Closed Bug 788185 Opened 12 years ago Closed 10 years ago

Investigate A/V sync issues in WebRTC

Categories

(Core :: WebRTC: Audio/Video, defect)

defect
Not set
normal

Tracking

()

RESOLVED FIXED
mozilla21

People

(Reporter: jesup, Assigned: jesup)

References

Details

(Whiteboard: [getUserMedia], [WebRTC], [blocking-gum-], [blocking-webrtc-][s=fx32][p=5, 1.5:p1, ft:webrtc])

Attachments

(1 file, 1 obsolete file)

Investigate A/V sync issues with WebRTC

This includes things like clock drift and compensation in getUserMedia and MediaStreams

Adding instrumentation would be good; unit tests to make sure compensation works would be even better.
Whiteboard: [getUserMedia]
Whiteboard: [getUserMedia] → [getUserMedia], [WebRTC], [blocking-gum-], [blocking-webrtc-]
Attachment #708866 - Attachment is obsolete: true
Comment on attachment 708930 [details] [diff] [review]
add a/v sync to Audio/Video Conduits

Syncing a/v turned out to be pretty easy since audio and video are both in the mPipelines array. 10+ minutes both sides still seemed to have good sync.  Debugs verify the two sides get synced up.
Attachment #708930 - Attachment description: add a/v sync to Audio/Video Conduits WIP → add a/v sync to Audio/Video Conduits
Attachment #708930 - Flags: review?(tterribe)
Attachment #708930 - Flags: review?(ekr)
Comment on attachment 708930 [details] [diff] [review]
add a/v sync to Audio/Video Conduits

Review of attachment 708930 [details] [diff] [review]:
-----------------------------------------------------------------

This will work, so r=me, but see the final comment, which would probably require a re-review should you choose to address it.

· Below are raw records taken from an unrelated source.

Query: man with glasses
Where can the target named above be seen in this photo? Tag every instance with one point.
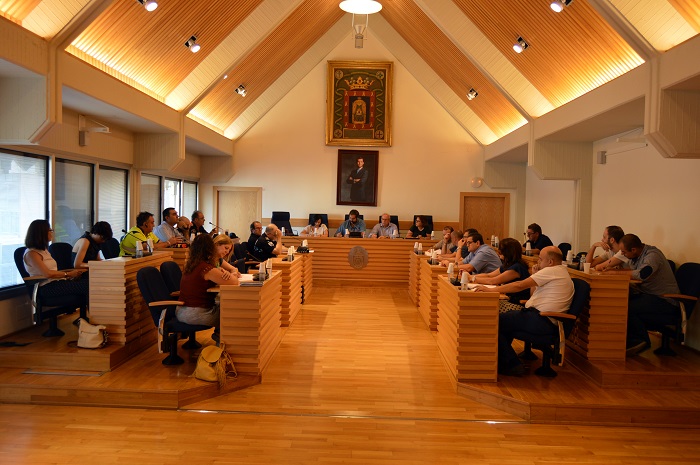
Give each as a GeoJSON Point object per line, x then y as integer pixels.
{"type": "Point", "coordinates": [481, 258]}
{"type": "Point", "coordinates": [385, 229]}
{"type": "Point", "coordinates": [537, 240]}
{"type": "Point", "coordinates": [646, 307]}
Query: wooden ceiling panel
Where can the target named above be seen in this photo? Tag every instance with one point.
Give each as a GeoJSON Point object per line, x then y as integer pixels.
{"type": "Point", "coordinates": [570, 53]}
{"type": "Point", "coordinates": [453, 67]}
{"type": "Point", "coordinates": [149, 47]}
{"type": "Point", "coordinates": [263, 65]}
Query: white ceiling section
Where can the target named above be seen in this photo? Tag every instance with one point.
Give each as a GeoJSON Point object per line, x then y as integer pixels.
{"type": "Point", "coordinates": [447, 45]}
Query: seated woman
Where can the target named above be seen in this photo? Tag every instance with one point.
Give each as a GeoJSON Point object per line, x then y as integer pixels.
{"type": "Point", "coordinates": [224, 252]}
{"type": "Point", "coordinates": [200, 274]}
{"type": "Point", "coordinates": [87, 248]}
{"type": "Point", "coordinates": [420, 229]}
{"type": "Point", "coordinates": [316, 229]}
{"type": "Point", "coordinates": [39, 262]}
{"type": "Point", "coordinates": [513, 269]}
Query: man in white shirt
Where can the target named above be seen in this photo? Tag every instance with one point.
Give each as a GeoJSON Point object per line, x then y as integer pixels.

::: media/webrtc/signaling/src/media-conduit/VideoConduit.cpp
@@ +241,5 @@
> +{
> +  CSFLogDebug(logTag, "%s Synced to %p", __FUNCTION__, aConduit);
> +
> +  if (aConduit) {
> +    mPtrViEBase->SetVoiceEngine(aConduit->GetVoiceEngine());

You might want to add a comment saying that this will break things if we ever share ViEs among multiple conduits (including if you plan to merge the send/receive conduits), since setting the VoE will clear the audio channel association for all video channels.

@@ +246,5 @@
> +    mPtrViEBase->ConnectAudioChannel(mChannel, aConduit->GetChannel());
> +    // NOTE: this means the VideoConduit will keep the AudioConduit alive!
> +    mSyncedTo = aConduit;
> +  } else if (mSyncedTo) {
> +    mPtrViEBase->DisconnectAudioChannel(mChannel);

This call shouldn't actually be necessary (as mentioned above, setting the VoE... to anything, including NULL... clears all audio channels).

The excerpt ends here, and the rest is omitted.